Além de contemplar mais de um “modo” de transporte como inovação metodológica, o doutorado também propôs uma nova divisão territorial, substituindo as fronteiras político-administrativas oficiais por três “anéis” baseados na centralidade funcional: o centro expandido, uma região intermediária e a periferia mais afastada. Essa abordagem permitiu identificar comportamentos distintos no uso dos transportes em cada zona.
A pesquisa constatou ainda que nas regiões periféricas, com pouca ou nenhuma cobertura ferroviária, o uso do transporte individual cresceu significativamente no período analisado, com destaque para o uso de motocicletas. “Esses são os lugares com renda média menor e com menos oferta de transporte público estruturado. A moto surge como uma alternativa barata, apesar dos riscos”, afirmou Dalosto.

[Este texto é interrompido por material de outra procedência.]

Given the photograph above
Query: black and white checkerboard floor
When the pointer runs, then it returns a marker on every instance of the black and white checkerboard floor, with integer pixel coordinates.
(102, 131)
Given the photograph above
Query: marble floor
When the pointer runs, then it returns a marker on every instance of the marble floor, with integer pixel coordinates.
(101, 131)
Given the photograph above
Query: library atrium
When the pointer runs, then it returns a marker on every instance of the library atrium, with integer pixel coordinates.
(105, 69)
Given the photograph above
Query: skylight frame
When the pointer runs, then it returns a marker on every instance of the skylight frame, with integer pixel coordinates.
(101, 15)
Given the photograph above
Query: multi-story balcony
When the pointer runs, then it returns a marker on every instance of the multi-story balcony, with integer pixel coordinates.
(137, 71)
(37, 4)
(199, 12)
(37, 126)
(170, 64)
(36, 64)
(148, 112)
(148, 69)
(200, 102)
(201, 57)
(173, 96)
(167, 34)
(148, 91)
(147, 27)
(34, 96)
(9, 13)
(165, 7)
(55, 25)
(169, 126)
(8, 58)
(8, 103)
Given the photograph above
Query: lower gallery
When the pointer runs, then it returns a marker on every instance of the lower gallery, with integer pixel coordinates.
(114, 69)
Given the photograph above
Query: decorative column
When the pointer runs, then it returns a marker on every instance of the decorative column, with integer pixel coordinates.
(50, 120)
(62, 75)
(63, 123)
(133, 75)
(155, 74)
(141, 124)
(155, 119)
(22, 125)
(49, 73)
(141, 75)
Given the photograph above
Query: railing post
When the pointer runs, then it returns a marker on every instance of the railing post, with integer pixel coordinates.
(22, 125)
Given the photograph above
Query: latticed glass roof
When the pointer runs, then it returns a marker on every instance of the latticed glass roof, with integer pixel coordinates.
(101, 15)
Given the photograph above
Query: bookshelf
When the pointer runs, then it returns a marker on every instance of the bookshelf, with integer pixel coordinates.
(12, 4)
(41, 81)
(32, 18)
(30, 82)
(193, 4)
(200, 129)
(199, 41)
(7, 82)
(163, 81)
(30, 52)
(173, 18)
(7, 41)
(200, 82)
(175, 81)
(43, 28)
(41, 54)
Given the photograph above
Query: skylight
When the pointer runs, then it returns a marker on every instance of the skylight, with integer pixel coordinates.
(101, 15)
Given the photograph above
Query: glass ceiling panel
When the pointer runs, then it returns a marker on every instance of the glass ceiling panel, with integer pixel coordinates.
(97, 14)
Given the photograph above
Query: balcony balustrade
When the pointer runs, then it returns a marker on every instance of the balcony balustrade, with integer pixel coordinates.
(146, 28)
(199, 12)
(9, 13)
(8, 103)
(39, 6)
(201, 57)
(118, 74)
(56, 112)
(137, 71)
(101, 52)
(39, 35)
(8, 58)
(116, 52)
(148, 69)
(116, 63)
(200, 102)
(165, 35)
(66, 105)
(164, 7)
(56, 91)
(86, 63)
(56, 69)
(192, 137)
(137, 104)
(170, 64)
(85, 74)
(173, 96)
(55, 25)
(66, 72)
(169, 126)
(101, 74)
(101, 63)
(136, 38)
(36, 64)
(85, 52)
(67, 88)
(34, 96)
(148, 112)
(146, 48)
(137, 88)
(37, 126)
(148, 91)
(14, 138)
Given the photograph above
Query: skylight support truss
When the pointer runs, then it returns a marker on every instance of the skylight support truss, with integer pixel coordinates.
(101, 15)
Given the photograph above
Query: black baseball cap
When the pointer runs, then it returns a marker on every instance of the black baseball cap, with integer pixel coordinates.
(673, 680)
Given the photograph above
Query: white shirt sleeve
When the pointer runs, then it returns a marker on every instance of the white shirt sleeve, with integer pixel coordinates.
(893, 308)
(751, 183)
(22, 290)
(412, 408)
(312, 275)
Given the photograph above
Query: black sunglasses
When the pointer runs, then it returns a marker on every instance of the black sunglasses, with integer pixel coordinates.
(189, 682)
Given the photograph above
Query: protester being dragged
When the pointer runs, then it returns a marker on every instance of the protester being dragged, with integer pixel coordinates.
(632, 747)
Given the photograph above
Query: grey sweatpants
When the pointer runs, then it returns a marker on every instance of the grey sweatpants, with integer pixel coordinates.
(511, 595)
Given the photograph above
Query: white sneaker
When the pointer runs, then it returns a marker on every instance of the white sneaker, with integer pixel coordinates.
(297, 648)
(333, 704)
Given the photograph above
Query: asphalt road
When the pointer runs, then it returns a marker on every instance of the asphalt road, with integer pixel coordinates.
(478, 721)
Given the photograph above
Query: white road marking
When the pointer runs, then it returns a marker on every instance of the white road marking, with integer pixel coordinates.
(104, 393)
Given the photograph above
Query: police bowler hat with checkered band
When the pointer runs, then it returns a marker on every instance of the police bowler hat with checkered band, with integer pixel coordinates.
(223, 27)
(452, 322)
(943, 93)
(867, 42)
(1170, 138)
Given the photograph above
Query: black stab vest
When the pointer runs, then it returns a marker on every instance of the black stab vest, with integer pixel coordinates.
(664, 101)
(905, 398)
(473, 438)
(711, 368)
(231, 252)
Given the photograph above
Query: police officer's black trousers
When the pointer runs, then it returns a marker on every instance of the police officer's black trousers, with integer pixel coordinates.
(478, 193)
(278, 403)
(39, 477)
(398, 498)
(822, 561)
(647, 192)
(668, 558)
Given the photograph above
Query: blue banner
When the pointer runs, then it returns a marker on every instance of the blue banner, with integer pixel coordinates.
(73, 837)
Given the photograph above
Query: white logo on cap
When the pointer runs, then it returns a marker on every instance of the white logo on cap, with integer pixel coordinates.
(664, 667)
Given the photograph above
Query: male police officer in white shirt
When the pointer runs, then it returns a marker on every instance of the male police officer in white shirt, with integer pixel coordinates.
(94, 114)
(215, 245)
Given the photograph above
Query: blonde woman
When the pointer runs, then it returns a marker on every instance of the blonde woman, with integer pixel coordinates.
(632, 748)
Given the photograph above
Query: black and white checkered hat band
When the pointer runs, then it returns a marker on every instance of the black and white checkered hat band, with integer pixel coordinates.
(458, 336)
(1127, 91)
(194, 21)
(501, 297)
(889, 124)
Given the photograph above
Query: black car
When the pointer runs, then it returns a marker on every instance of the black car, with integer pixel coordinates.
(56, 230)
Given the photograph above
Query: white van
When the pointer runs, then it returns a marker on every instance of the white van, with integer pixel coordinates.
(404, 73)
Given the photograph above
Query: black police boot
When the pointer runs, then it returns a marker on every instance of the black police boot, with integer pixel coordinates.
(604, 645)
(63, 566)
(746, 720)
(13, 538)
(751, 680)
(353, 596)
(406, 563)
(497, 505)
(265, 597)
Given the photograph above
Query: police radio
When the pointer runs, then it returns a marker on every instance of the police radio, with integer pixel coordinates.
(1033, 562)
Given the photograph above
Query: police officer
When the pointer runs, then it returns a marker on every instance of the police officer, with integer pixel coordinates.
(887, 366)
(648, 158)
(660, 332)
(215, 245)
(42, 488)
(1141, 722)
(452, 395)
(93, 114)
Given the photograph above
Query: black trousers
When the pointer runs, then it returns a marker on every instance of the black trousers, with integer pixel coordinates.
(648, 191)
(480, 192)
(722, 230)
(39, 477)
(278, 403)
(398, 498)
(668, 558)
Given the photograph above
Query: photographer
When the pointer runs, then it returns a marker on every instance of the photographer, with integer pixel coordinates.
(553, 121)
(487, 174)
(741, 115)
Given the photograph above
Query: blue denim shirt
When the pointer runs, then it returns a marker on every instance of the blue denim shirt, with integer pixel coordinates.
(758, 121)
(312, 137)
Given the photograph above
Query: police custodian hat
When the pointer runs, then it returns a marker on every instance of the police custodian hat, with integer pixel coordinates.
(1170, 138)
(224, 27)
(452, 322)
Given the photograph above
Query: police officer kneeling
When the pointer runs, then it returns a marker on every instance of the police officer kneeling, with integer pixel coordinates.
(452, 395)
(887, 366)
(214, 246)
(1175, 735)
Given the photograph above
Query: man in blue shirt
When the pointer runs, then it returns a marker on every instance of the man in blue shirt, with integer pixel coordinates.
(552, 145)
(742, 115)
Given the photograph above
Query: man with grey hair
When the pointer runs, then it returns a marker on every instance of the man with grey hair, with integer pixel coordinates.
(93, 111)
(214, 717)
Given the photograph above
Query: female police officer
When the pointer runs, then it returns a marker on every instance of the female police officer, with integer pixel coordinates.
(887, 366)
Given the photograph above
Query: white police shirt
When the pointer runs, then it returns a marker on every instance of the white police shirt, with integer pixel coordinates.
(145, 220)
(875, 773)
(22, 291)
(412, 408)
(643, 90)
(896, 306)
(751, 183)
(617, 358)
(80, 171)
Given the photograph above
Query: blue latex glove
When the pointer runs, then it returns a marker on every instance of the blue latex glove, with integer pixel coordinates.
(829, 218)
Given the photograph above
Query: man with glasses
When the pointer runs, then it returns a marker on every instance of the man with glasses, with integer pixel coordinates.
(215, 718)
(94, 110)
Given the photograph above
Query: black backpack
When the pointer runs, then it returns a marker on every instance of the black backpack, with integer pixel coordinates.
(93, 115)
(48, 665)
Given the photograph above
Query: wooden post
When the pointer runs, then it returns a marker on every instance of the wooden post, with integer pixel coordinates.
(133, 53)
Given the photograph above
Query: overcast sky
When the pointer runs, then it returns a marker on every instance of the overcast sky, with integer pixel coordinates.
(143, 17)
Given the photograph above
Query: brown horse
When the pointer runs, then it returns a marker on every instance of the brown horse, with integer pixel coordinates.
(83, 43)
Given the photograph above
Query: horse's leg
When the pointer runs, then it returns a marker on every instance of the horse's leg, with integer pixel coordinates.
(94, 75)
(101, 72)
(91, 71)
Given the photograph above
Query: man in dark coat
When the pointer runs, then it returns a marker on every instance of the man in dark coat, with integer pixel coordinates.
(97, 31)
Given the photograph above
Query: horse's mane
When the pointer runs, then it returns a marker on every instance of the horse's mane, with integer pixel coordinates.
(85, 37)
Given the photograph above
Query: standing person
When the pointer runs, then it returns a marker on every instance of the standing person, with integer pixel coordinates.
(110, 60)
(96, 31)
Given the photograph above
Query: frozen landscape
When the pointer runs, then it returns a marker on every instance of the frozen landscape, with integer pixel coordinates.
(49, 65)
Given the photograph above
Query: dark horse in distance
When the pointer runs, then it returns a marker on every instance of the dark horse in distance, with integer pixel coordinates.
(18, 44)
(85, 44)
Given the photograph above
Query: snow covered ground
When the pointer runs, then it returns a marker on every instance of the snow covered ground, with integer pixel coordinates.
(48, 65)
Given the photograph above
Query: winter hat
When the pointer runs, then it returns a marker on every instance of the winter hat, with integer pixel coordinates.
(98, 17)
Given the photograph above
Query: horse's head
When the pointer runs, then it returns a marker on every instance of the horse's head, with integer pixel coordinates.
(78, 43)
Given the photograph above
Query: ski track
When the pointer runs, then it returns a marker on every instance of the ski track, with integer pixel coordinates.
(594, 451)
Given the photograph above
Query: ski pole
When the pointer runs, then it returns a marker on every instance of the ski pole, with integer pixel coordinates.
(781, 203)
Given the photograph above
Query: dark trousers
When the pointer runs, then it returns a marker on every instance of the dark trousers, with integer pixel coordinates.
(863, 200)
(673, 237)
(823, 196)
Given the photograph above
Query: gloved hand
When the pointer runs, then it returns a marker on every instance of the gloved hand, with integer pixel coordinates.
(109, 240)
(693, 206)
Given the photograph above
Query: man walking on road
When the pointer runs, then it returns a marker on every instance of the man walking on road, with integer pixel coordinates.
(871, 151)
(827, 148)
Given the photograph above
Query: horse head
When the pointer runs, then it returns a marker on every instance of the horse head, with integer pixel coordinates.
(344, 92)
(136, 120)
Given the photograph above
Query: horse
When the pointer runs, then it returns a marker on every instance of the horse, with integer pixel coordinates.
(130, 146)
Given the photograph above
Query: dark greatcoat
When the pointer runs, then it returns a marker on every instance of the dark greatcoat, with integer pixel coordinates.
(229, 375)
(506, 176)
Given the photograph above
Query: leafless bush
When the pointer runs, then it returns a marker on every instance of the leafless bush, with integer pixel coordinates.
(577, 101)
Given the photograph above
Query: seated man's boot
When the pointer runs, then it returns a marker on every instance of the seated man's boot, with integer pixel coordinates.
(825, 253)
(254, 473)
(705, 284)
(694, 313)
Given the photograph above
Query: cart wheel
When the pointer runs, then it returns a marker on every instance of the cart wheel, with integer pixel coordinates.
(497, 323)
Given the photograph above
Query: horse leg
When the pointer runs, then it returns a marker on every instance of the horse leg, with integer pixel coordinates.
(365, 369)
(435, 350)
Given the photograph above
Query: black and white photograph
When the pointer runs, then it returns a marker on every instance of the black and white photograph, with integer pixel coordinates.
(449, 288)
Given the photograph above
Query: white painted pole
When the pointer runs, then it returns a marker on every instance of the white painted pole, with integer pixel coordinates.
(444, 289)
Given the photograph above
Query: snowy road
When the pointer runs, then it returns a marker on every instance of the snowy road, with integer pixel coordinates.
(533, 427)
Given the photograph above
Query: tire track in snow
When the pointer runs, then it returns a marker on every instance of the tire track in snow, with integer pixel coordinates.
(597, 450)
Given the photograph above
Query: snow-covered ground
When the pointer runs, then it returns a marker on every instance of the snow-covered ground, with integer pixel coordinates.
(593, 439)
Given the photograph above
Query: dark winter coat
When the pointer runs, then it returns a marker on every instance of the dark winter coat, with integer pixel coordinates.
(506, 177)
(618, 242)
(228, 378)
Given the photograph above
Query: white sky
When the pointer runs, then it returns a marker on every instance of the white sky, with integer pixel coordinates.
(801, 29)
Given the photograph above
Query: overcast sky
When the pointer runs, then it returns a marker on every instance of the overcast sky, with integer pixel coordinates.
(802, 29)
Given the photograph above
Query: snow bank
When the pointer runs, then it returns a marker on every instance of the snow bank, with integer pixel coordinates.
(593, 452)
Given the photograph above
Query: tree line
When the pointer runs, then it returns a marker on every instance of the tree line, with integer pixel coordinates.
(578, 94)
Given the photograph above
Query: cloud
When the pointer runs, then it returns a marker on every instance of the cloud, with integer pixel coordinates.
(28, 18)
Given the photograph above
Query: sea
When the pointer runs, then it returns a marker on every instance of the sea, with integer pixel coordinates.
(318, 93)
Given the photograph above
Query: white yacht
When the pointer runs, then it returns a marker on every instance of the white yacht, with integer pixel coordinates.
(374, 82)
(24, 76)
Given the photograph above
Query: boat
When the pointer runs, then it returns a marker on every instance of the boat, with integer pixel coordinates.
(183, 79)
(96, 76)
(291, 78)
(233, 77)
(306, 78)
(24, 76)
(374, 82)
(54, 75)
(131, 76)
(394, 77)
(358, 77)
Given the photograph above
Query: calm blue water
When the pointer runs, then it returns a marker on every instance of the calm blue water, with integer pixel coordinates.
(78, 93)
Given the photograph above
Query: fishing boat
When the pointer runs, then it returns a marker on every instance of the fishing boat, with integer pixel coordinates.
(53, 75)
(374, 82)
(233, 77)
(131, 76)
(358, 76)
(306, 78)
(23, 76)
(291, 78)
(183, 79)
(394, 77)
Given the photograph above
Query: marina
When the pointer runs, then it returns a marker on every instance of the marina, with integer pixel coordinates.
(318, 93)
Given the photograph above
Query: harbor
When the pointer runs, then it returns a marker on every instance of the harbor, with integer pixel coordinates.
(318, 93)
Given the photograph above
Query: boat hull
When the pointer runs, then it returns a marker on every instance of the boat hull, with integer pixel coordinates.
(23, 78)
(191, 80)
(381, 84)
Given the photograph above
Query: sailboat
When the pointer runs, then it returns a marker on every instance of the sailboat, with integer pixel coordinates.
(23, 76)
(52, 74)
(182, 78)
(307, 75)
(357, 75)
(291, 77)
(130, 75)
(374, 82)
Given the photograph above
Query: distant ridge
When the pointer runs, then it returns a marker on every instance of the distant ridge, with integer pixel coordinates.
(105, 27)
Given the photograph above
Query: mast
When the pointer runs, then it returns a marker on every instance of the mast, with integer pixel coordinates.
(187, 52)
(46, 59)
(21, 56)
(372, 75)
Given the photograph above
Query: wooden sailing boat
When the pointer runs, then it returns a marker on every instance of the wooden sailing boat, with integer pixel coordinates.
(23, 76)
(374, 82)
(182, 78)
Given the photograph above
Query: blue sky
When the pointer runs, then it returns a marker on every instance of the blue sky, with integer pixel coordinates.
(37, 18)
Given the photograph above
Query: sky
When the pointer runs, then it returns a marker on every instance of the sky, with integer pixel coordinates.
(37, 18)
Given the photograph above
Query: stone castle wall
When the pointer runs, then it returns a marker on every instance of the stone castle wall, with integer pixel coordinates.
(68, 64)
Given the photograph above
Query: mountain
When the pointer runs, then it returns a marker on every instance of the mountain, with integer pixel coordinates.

O orientador chama atenção para um viés comportamental envolvido nesse quadro: “As pessoas que estão subindo de renda nas periferias apostam no transporte individual. Elas fogem do transporte público, especialmente nas periferias, porque o transporte não é de qualidade”.


Promessas ao vento
O estudo descobriu também que, apesar do crescimento urbano acelerado, a concentração dos empregos na região central permaneceu praticamente inalterada nas últimas décadas. “A correlação entre o distanciamento das zonas de transporte e a concentração de emprego continua muito forte. Isso mostra que as propostas de descentralização feitas em diferentes eleições e planos diretores ainda não se concretizaram”, destacou o pesquisador.
De acordo com Dalosto, a infraestrutura axial – focada nos deslocamentos rumo ao centro da metrópole – desenvolveu-se muito aquém do necessário, enquanto a população se espalhou pelas periferias, em alguns casos devido ao processo de gentrificação de bairros centrais. Essa discrepância aumentou as distâncias médias percorridas e contribuiu para a deterioração do serviço de transporte público.
Perez-Martinez corrobora as conclusões de seu orientando e faz críticas à política urbana recente. Segundo o orientador, os planos diretores de São Paulo, que visam densificar as regiões centrais para estimular o uso do transporte público, acabaram favorecendo a especulação imobiliária. “O que se vê é a construção de prédios voltados à classe média-alta em bairros como Pinheiros, sem um aumento real da densidade populacional. O que está acontecendo é uma gentrificação. Certas pessoas estão sendo expulsas para a periferia, onde o preço dos imóveis é bem menor e aonde não chegaram as novas linhas de metrô.”
Outro dado importante apresentado no doutorado revela que o transporte pendular – de casa para o trabalho ou para um local de estudo – aumentou em participação, enquanto o transporte por motivos de lazer diminuiu. “Isso evidencia uma pressão maior sobre os deslocamentos cotidianos, o que pode afetar diretamente a qualidade de vida da população”, observou o engenheiro.
Após concluir o doutorado, o pesquisador trabalha para publicar artigos científicos resultantes da tese e pretende repassar as conclusões de seu estudo para gestores de política pública. “A pesquisa tem potencial para subsidiar políticas públicas. Recebi incentivo de colegas para compartilhar os dados com secretarias de transporte, urbanismo e mobilidade. Mas sabemos que, no fim, tudo depende de haver vontade política”, afirmou.
Segundo Perez-Martinez, mostra-se urgente a necessidade de elaborar políticas públicas mais robustas e de haver mais investimentos na mobilidade urbana. “Ficamos preocupados ao ver que São Paulo pode deixar de ser uma referência em mobilidade na América Latina. O futuro da mobilidade urbana passa por soluções mais democráticas, sustentáveis e modernas. E isso exige planejamento e investimento.”